Chinese President Xi told President Putin at their summit in Moscow this year: “Right now, there are changes, the likes of which we have not seen for 100 years. And we are the ones driving these changes together”.
Repressive regimes – such as China’s under the CCP, Russia, Egypt, Iran, Saudi Arabia and others – are linking up. Democracies around the world are being subverted. War is raging in Ukraine. China and Russia are in cahoots together, in particular enlisting many developing countries from the Global South to their cause through their disinformation and misinformation campaigns.
That’s why the FCC has agreed that I propose an amendment to the F23 pre-manifesto motion on behalf of the Federal International Relations Committee (FIRC) which calls for the UK to have a comprehensive strategy to challenge regimes such as that led by the CCP in China.
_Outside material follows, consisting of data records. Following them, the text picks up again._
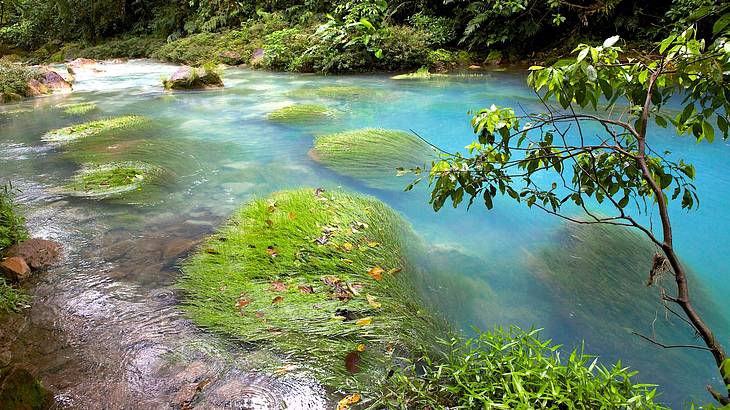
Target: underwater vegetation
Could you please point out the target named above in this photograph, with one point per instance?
(420, 74)
(301, 113)
(372, 155)
(597, 276)
(79, 108)
(320, 277)
(112, 179)
(92, 128)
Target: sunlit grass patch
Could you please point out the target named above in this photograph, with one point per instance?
(320, 277)
(92, 128)
(112, 179)
(372, 155)
(420, 74)
(299, 113)
(79, 108)
(11, 298)
(331, 91)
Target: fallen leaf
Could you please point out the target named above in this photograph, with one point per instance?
(352, 361)
(278, 286)
(373, 302)
(280, 371)
(306, 289)
(376, 273)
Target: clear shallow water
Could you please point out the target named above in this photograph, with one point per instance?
(104, 327)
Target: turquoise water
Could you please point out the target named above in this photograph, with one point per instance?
(220, 151)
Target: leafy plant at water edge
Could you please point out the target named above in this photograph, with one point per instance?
(512, 369)
(12, 222)
(608, 158)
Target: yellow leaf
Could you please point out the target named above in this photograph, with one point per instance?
(348, 401)
(376, 273)
(373, 302)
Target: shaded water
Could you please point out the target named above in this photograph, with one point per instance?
(104, 330)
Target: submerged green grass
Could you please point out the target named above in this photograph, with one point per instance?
(292, 272)
(79, 109)
(299, 113)
(112, 179)
(372, 155)
(93, 128)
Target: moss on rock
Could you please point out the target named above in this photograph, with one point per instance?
(420, 74)
(323, 278)
(301, 113)
(92, 128)
(79, 108)
(112, 179)
(372, 155)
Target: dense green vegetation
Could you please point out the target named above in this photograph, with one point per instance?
(329, 36)
(12, 231)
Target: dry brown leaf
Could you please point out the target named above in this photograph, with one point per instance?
(376, 273)
(278, 286)
(348, 401)
(373, 302)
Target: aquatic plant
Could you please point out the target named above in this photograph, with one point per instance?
(92, 128)
(111, 179)
(332, 91)
(372, 155)
(322, 278)
(12, 222)
(299, 113)
(510, 369)
(420, 74)
(79, 108)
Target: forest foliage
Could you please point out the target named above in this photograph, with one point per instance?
(331, 36)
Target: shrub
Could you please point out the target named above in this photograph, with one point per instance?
(441, 30)
(14, 80)
(12, 223)
(513, 369)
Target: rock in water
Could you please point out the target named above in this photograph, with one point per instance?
(192, 78)
(39, 254)
(20, 390)
(14, 268)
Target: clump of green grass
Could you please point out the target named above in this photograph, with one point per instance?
(513, 369)
(301, 113)
(372, 155)
(79, 108)
(93, 128)
(112, 179)
(331, 91)
(420, 74)
(12, 222)
(11, 298)
(14, 81)
(319, 277)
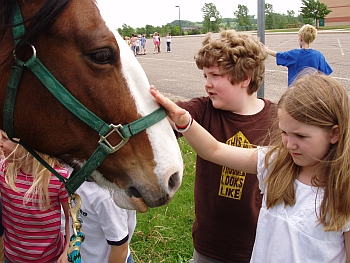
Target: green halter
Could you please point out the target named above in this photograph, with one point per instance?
(74, 106)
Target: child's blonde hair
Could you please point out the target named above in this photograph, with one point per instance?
(239, 55)
(38, 193)
(308, 33)
(319, 100)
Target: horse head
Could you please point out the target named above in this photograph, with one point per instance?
(91, 60)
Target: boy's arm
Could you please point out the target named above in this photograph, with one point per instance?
(204, 144)
(267, 50)
(118, 253)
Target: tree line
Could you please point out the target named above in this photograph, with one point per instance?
(311, 12)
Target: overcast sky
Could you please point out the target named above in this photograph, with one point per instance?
(138, 13)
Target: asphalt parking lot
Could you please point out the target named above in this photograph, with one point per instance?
(176, 74)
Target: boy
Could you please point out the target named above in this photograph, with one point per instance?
(298, 59)
(227, 202)
(108, 228)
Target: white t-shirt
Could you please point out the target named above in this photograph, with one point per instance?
(293, 234)
(102, 220)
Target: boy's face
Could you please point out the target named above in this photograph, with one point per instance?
(222, 93)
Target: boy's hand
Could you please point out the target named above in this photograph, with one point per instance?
(175, 113)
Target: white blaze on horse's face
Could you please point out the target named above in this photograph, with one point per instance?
(167, 155)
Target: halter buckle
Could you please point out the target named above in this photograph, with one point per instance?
(115, 128)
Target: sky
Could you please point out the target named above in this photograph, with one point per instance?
(138, 13)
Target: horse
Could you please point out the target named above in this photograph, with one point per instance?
(83, 53)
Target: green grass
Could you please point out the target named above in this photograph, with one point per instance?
(164, 234)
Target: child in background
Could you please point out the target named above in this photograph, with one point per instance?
(31, 207)
(298, 59)
(227, 201)
(304, 174)
(143, 44)
(168, 42)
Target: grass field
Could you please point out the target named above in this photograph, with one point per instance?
(164, 234)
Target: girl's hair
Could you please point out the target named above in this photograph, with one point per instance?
(319, 100)
(308, 33)
(38, 193)
(239, 55)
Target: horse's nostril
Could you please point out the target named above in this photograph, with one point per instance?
(134, 192)
(173, 180)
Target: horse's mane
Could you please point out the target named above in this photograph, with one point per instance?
(50, 10)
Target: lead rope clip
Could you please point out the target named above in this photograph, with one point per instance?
(77, 237)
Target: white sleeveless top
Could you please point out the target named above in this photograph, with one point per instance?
(293, 234)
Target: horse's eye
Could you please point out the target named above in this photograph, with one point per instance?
(102, 57)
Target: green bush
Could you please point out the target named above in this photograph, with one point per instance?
(164, 234)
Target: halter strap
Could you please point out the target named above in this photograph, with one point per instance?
(74, 106)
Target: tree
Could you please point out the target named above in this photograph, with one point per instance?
(209, 11)
(314, 9)
(126, 30)
(243, 18)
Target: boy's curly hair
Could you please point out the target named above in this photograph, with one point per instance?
(239, 55)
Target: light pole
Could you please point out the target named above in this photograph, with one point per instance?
(179, 20)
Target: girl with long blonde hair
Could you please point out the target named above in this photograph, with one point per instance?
(32, 198)
(304, 175)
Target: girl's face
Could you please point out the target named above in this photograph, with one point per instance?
(306, 143)
(7, 147)
(222, 93)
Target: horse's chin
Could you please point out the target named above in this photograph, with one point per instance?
(130, 199)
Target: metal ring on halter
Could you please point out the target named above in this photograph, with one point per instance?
(33, 49)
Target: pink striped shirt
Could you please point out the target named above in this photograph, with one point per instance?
(32, 235)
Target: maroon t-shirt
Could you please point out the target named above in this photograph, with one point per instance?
(227, 202)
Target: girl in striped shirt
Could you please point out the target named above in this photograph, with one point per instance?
(31, 207)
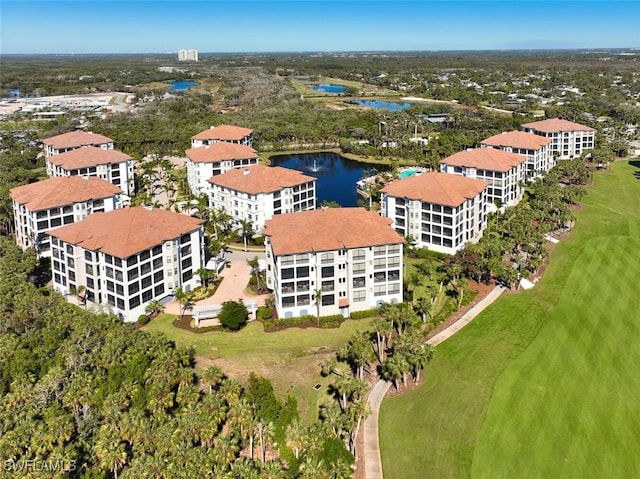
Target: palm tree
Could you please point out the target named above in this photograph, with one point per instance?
(318, 301)
(185, 300)
(246, 230)
(255, 267)
(154, 308)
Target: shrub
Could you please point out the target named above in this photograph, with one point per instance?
(367, 313)
(234, 315)
(264, 313)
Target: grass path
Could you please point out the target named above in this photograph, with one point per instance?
(535, 380)
(291, 358)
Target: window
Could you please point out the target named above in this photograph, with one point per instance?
(359, 296)
(326, 258)
(287, 273)
(328, 299)
(327, 286)
(288, 301)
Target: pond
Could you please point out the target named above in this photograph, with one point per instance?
(328, 88)
(182, 85)
(337, 176)
(385, 105)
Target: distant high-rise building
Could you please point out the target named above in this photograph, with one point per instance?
(187, 55)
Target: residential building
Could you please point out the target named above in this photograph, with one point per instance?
(226, 133)
(535, 148)
(339, 260)
(257, 193)
(504, 171)
(441, 212)
(187, 55)
(75, 139)
(110, 165)
(568, 139)
(127, 258)
(48, 204)
(215, 159)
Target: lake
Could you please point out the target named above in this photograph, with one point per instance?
(336, 175)
(182, 85)
(328, 88)
(385, 105)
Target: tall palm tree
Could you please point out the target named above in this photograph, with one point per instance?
(246, 230)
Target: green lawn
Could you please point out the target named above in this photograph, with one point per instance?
(544, 383)
(291, 358)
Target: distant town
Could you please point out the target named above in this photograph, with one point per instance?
(201, 194)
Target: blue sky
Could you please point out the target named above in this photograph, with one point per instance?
(163, 26)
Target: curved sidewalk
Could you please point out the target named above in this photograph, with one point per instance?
(372, 460)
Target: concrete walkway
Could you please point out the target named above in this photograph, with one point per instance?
(372, 461)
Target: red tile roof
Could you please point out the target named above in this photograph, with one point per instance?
(517, 139)
(485, 158)
(438, 188)
(260, 179)
(61, 191)
(556, 124)
(223, 133)
(127, 231)
(75, 139)
(220, 152)
(88, 156)
(329, 229)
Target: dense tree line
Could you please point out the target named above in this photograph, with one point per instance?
(103, 399)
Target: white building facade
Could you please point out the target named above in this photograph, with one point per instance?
(440, 211)
(75, 139)
(536, 149)
(226, 133)
(109, 164)
(49, 204)
(504, 171)
(568, 139)
(339, 260)
(257, 193)
(127, 258)
(215, 159)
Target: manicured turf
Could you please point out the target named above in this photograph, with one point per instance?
(544, 383)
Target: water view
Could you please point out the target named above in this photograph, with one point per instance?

My article in the latest Liberator gives the full background.
I also support FIRC’s emergency motion on China to be selected at the ballot for debate at autumn conference.
Back in 2019, the European Commission was already calling China a “systemic rival”. This summer, President Xi’s intentions became even clearer when he boycotted the G20 summit, which unites major developed and developing economies, in favour of posing as the leader of the beginnings of an alternative world economic system at the BRICS summit as well as lobbying the Global South at the G77+China summit of 135 developing countries.
China’s new Global Development, Security and Civilisation Initiatives say that China’s development model shorn of human rights is more suitable for developing countries, that Western military alliances are a threat to world peace and that criticising the CCP is a racist assault on the Chinese people.
As many authoritarian governments grow wealthier, and the West’s clout weakens, an urgent new approach is needed if the post-Western global order for human rights and the rule of law is to remain centre-stage.
What Must We Do?
This party believes that the UK must always stand on the side of democracy, human rights, international law and multilateralism.